O projeto XCELING tem como “objetivos a capacitação do Egito na área do ensino de línguas estrangeiras através da inovação no âmbito das metodologias de ensino, o desenvolvimento de investigação em linguística aplicada ao ensino de línguas não maternas e da transferência do saber para grupos com necessidades especiais, por via da criação de recursos linguísticos de livre acesso”.

Financiado pelo programa europeu Erasmus+ e o XCELING “assenta em três dimensões principais”: ‘ensino’ (formação de formadores), ‘aprendizagem’ (educação pré-doutoramento) e ‘extensão à comunidade’ (criação de materiais de ensino de livre acesso).

“É precisamente nesta última dimensão que se enquadra esta ‘app’ gratuita de apoio à aprendizagem de línguas estrangeiras por pessoas em situação de desvantagem social”, explica Cristina Martins, docente da Faculdade de Letras da UC e coordenadora da equipa portuguesa no projeto.

A 7Ling visa sobretudo “oferecer a migrantes e refugiados, entre outros, a possibilidade de aprenderem alemão, espanhol, francês, inglês, italiano e português”, adianta Cristina Martins.

A aplicação “inclui ainda traduções em árabe, para corresponder às necessidades dos utilizadores que conheçam esta língua”, sublinha.

Trata-se de “uma aplicação que se apresenta como uma ferramenta ao serviço da aprendizagem de línguas, num momento em que, com a crise sanitária, se torna particularmente relevante o apoio à educação virtual”, acrescenta, citada pela UC, a investigadora do Centro de Estudos de Linguística Geral e Aplicada da Universidade de Coimbra.

Desenhada essencialmente para a satisfação de necessidades básicas dos utilizadores, a aplicação está divida por secções temáticas: “recém-chegado, na cidade, compras, à procura de alojamento, à procura de emprego, no médico”, nota a UC.
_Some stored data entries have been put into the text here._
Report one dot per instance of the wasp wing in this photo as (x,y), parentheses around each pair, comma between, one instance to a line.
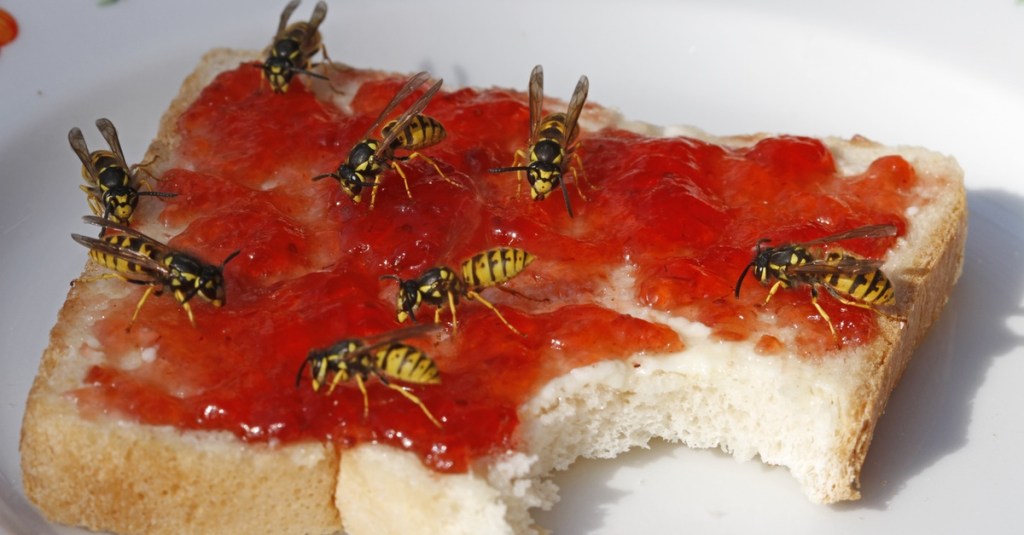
(160,248)
(153,271)
(111,134)
(409,115)
(285,15)
(845,265)
(320,12)
(869,231)
(536,103)
(380,340)
(576,107)
(77,141)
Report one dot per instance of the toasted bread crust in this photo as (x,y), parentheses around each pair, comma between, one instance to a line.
(105,474)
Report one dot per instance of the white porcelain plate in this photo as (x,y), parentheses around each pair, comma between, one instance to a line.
(943,74)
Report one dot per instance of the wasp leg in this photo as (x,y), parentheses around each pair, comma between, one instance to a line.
(94,203)
(473,295)
(436,168)
(869,306)
(373,191)
(517,293)
(520,156)
(814,300)
(451,304)
(413,398)
(143,167)
(578,173)
(329,64)
(394,165)
(771,292)
(138,306)
(366,399)
(105,276)
(334,383)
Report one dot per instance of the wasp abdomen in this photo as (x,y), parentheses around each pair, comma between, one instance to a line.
(870,287)
(408,364)
(495,266)
(420,132)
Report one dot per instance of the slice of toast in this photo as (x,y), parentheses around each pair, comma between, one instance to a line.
(813,415)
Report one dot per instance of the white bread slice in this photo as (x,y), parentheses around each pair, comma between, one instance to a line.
(815,416)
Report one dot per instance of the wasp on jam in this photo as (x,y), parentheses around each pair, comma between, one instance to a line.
(442,287)
(552,142)
(387,359)
(849,279)
(411,131)
(134,257)
(112,187)
(293,47)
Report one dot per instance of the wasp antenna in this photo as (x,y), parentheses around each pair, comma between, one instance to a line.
(158,194)
(565,194)
(298,376)
(308,73)
(229,256)
(743,276)
(506,169)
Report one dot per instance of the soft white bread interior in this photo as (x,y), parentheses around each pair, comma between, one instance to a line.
(815,416)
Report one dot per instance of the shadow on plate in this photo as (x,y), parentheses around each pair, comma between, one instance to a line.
(930,412)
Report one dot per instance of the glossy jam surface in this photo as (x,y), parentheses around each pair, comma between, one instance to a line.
(681,215)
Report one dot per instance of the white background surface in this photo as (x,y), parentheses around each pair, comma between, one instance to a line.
(942,74)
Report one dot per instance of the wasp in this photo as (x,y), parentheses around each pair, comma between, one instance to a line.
(387,359)
(293,47)
(411,131)
(137,258)
(552,142)
(113,188)
(849,279)
(442,286)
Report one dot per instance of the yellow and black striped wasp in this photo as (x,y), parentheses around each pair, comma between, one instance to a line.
(113,187)
(442,287)
(850,279)
(386,359)
(293,47)
(552,142)
(411,131)
(136,258)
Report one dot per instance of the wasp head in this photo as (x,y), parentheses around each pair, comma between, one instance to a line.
(334,359)
(119,203)
(409,298)
(210,282)
(760,262)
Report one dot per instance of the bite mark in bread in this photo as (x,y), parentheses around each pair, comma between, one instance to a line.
(706,397)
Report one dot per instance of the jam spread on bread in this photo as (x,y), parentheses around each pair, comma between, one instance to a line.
(666,223)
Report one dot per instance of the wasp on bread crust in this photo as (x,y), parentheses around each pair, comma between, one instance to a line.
(849,279)
(134,257)
(112,186)
(411,131)
(293,47)
(442,287)
(552,142)
(386,359)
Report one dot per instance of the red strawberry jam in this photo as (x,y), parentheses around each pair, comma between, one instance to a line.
(680,215)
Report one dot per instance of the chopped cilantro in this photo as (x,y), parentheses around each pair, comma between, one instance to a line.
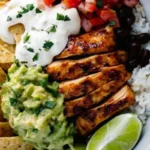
(37,111)
(25,82)
(16,61)
(67,18)
(35,130)
(112,23)
(52,29)
(9,18)
(62,17)
(26,38)
(47,45)
(19,15)
(25,10)
(50,104)
(7,77)
(38,11)
(44,83)
(30,50)
(13,101)
(30,7)
(35,57)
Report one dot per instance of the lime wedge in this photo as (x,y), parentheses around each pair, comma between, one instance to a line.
(121,133)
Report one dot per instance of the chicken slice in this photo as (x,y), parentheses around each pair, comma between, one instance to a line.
(89,120)
(99,41)
(78,106)
(79,87)
(73,69)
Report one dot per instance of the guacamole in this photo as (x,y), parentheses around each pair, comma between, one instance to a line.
(34,108)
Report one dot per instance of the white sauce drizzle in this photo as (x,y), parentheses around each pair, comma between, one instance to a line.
(42,22)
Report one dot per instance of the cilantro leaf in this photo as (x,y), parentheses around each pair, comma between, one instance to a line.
(53,28)
(9,18)
(112,23)
(26,38)
(67,18)
(60,17)
(48,45)
(30,50)
(50,104)
(35,57)
(13,101)
(28,8)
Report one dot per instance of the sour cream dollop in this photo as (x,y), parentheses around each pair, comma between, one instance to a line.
(46,30)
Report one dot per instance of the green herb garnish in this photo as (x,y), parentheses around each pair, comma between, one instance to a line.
(9,18)
(67,18)
(52,29)
(26,38)
(48,45)
(37,111)
(38,11)
(25,82)
(62,17)
(50,104)
(25,10)
(44,83)
(16,61)
(30,50)
(7,77)
(13,101)
(35,57)
(35,130)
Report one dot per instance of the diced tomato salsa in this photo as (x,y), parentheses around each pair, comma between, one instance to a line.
(95,12)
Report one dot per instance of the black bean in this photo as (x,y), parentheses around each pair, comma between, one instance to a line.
(121,32)
(143,38)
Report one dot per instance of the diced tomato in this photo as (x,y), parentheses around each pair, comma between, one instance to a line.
(87,26)
(96,21)
(48,2)
(90,7)
(109,2)
(110,15)
(72,3)
(131,3)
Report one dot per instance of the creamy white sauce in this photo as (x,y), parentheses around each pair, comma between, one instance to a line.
(37,25)
(146,5)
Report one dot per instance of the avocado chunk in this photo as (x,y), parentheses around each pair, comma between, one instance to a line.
(35,109)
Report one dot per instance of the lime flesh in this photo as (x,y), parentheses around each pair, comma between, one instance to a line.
(121,133)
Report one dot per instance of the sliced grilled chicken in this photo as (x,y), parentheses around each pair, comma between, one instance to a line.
(89,120)
(78,106)
(99,41)
(73,69)
(75,88)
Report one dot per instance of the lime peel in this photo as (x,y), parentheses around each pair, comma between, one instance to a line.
(121,133)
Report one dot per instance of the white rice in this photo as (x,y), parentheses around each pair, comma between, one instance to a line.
(140,80)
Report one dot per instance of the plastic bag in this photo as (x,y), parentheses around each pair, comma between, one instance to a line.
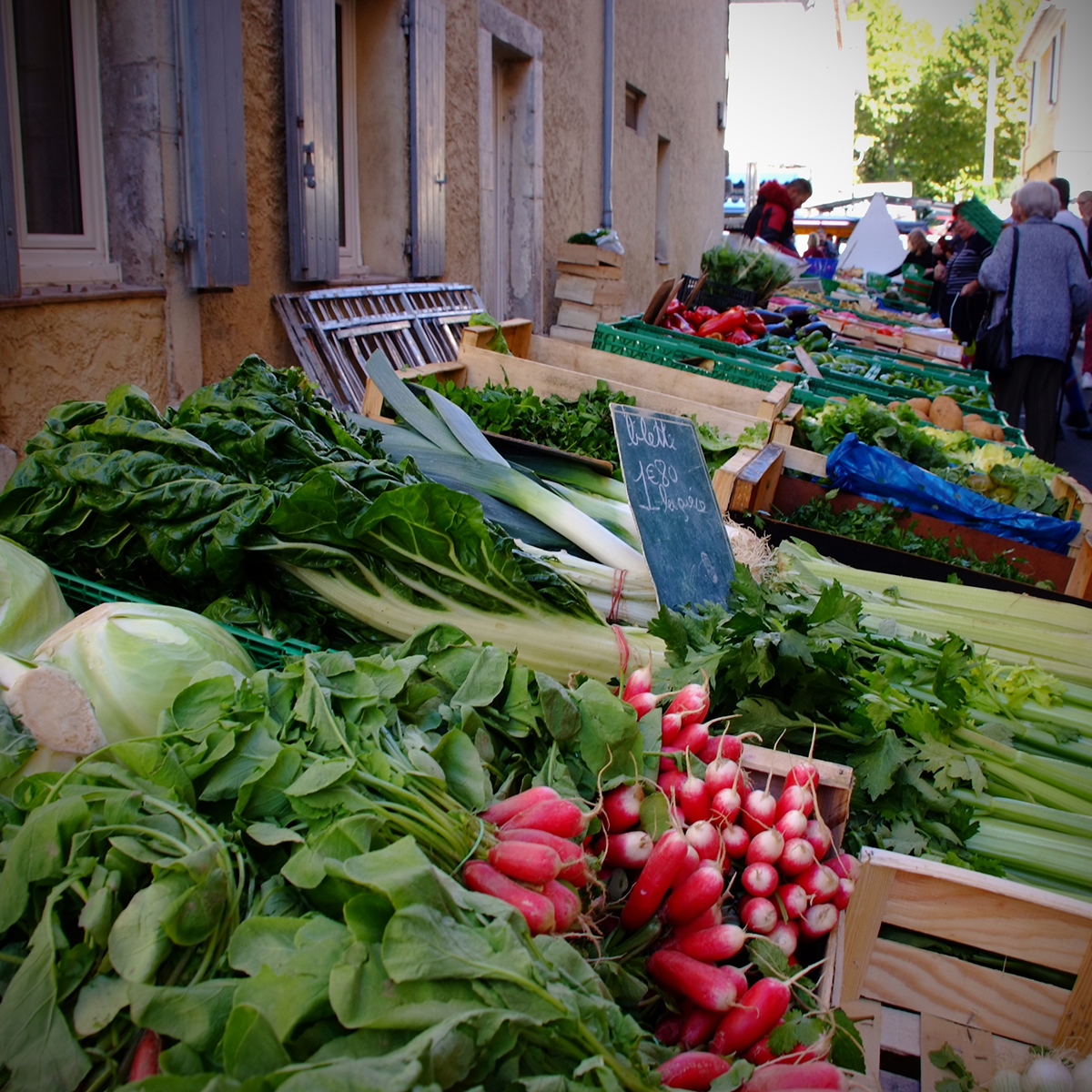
(879,475)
Além disso, contém atividades de treino e diversas funcionalidades centradas na adaptação ao meio: “números e letras, vocabulário, documentos e procedimentos administrativos e informação sociocultural sobre os países de acolhimento”.

É também uma ferramenta útil para “apoiar professores que estão a trabalhar com este tipo de estudantes, porque permite justamente que eles consolidem estruturas linguísticas e vocabulário autonomamente”, destaca Cristina Martins.

Embora tenha sido pensada para migrantes e refugiados, na realidade esta ‘app’ pode ser usada por qualquer pessoa, conclui a investigadora.

Além da UC, integram o consórcio as universidades de Salamanca, de Bolonha, de Heidelberg, de Poitiers, de Alexandria, do Cairo, de Helwan, de Pharos, de Minia, de Luxor e Trinity College de Dublin.